Мы поискали глазами наш шатер, но вместо этого увидели развевающееся на шесте знамя с гербом стольноградского Совета магов Словении и сиротливо кутающихся в легкие летние плащи служек. Рядом переминался с ноги на ногу Магистр Леонид. На его круглом блестящем лице застыло беспокойство. Под тихие шепотки в спину и любопытные взгляды мы подошли к ним.
– Вы почему так долго? – накинулся на нас Магистр.
Его скрипучий голос вонзился ножом в больную голову, мы с Иваном болезненно поморщились.
– Что с вами? – удивился Леонид, заметив наш болезный вид.
– Мы простудились, – сипло промычала я, мечтая об одном: сделать большой глоток холодной, упоительно сладкой воды.

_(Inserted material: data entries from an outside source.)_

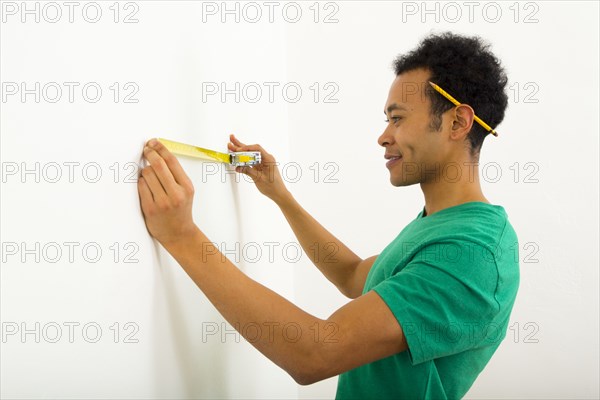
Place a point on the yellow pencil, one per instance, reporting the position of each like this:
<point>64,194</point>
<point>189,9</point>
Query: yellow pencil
<point>457,103</point>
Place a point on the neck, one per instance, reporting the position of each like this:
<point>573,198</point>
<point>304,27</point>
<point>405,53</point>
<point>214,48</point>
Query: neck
<point>447,191</point>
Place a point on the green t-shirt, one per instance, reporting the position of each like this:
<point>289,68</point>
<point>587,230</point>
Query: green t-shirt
<point>450,279</point>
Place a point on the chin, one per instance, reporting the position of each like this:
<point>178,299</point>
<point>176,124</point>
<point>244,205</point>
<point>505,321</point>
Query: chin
<point>399,182</point>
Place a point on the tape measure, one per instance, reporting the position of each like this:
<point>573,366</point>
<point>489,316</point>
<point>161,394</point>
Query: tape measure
<point>238,159</point>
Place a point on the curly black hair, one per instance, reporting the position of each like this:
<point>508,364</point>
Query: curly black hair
<point>466,68</point>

Образ оказался настолько ярким, что я непроизвольно сглотнула, пытаясь смочить пересохшую глотку.
– Где Сергий Фролович? – не унимался Советник.
Мне вспомнился приятель, сладко храпящий на полу рядом с кроватью, в одном сапоге и с одной стянутой брючиной портов, нежно обнимающий пустую бутыль из-под браги.
– Он тоже простудился, – кашлянул Ваня после долгих раздумий.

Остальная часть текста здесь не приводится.